Le géant américain du numérique a annoncé mercredi de nouvelles règles qui s'appliqueront fin octobre en France, en application d'une loi adoptée cet été qui transpose dans le droit français la directive européenne sur le droit d'auteur. La France est le premier pays de l'UE à appliquer cette directive, adoptée fin mars.
Cette loi instaure notamment un "droit voisin" au profit des éditeurs de presse (qui publient journaux et magazines) et agences de presse, dont l'AFP. Une mesure censée les aider à faire rémunérer la reprise de leurs contenus sur les plateformes en ligne et autres agrégateurs, pour compenser l'effondrement de leurs recettes publicitaires traditionnelles, tandis que les géants du Net, dont Facebook et Google, se taillent la part du lion des revenus publicitaires en ligne.

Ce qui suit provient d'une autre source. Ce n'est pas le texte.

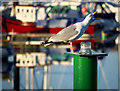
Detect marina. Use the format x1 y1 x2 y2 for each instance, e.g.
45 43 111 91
0 1 120 91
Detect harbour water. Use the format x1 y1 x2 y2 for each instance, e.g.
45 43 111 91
2 46 119 89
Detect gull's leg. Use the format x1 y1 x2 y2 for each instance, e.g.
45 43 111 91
70 42 74 53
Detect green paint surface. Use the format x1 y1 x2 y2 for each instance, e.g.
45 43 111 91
73 55 97 89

Cette directive avait fait l'objet d'une intense bataille de lobbying à Bruxelles, avec une mobilisation sans précédent des GAFA, qui avaient notamment argué qu'elle réduirait la liberté d'expression sur internet.
Les entreprises de médias, dont l'Agence France-Presse, y voyaient au contraire une nécessité pour continuer à produire une information de qualité.
Mais les règles présentées par Richard Gingras, vice-président de Google en charge de l'information, pour se conformer à la loi française, ont fait bondir les médias et le gouvernement.
Dans ce nouveau système, les éditeurs de presse basés en Europe devront désormais décider individuellement si, en France, des extraits de leurs infos (textes, vidéos...), ou "snippets", et autres images miniatures (appelées aussi vignettes ou "thumbnails") continueront d'apparaître à côté des liens renvoyant vers leurs sites. Et ce, tant dans les résultats du moteur de recherche que dans Google Actualités.
Pour les éditeurs qui accepteront, ces extraits s'afficheront sans qu'ils soient rémunérés.
"Coup de force"
En cas de refus, ces extraits et mini-images ne s'afficheront plus dans les résultats du moteur de recherche, qui n'incluront alors qu'un titre et un lien "sec" vers les infos des éditeurs. Mais les actualités de ces médias continueront tout de même à être référencées, assure Google, même si ces éditeurs de presse risquent de voir le trafic vers leurs sites diminuer voire s'effondrer.
Si Google n'a pas brandi l'arme d'une fermeture totale de Google Actualités (la version française de Google News), comme il l'avait fait en 2014 en Espagne, la pilule est difficile à avaler pour les éditeurs, qui voient ainsi se réduire les espoirs de retombées liées au droit voisin.
"Cette décision qui n'a donné lieu à aucun échange ni aucune concertation apparaît comme un véritable contournement de l'esprit de la loi française et plus largement de la directive européenne", a protesté l'Alliance de la presse d'information générale, principale organisation de la presse française. Elle voit dans cette démarche une nouvelle preuve de "la volonté de Google de ne pas respecter les règles et d'abuser de sa position dominante".
De son côté, Carlo Perrone, président de l'association des éditeurs européens de journaux (ENPA), a dénoncé "un coup de force" et un "diktat inacceptable" qui place "les médias devant un fait accompli: soit ils donnent au géant américain leur contenu gratuitement, soit ils seront fortement pénalisés par le moteur de recherche".
Le ministre de la Culture, Franck Riester, a également jugé la proposition de Google "inacceptable", et va chercher une solution avec ses homologues européens.
L'instauration d'un droit voisin doit "permettre un juste partage de la valeur produite, au bénéfice des plateformes, par les contenus de presse", déclare-t-il dans un communiqué.
A Bruxelles, la Commission européenne s'est dite "à la disposition du gouvernement français pour soutenir la transposition de la directive", rappelant que les Etats membres ont jusqu'au 7 juin 2021 pour l'appliquer dans leur droit national.
Google assure que ses nouvelles règles sont dans l'intérêt des internautes, empêchant que les résultats de recherche soient faussés par des considérations commerciales. "Nous n'avons jamais payé pour inclure des résultats dans les recherches et nous ne payons pas pour inclure des liens dans les résultats", car "cela saperait la confiance de nos utilisateurs", assure Richard Gingras.
En outre, Google met en avant son aide aux médias, tout d'abord par l'énorme trafic qu'il apporte à leurs sites, et par ses nombreuses formations, services et programmes de soutien à la presse, comme la Google News Initiative, un fonds d'aide à l'innovation.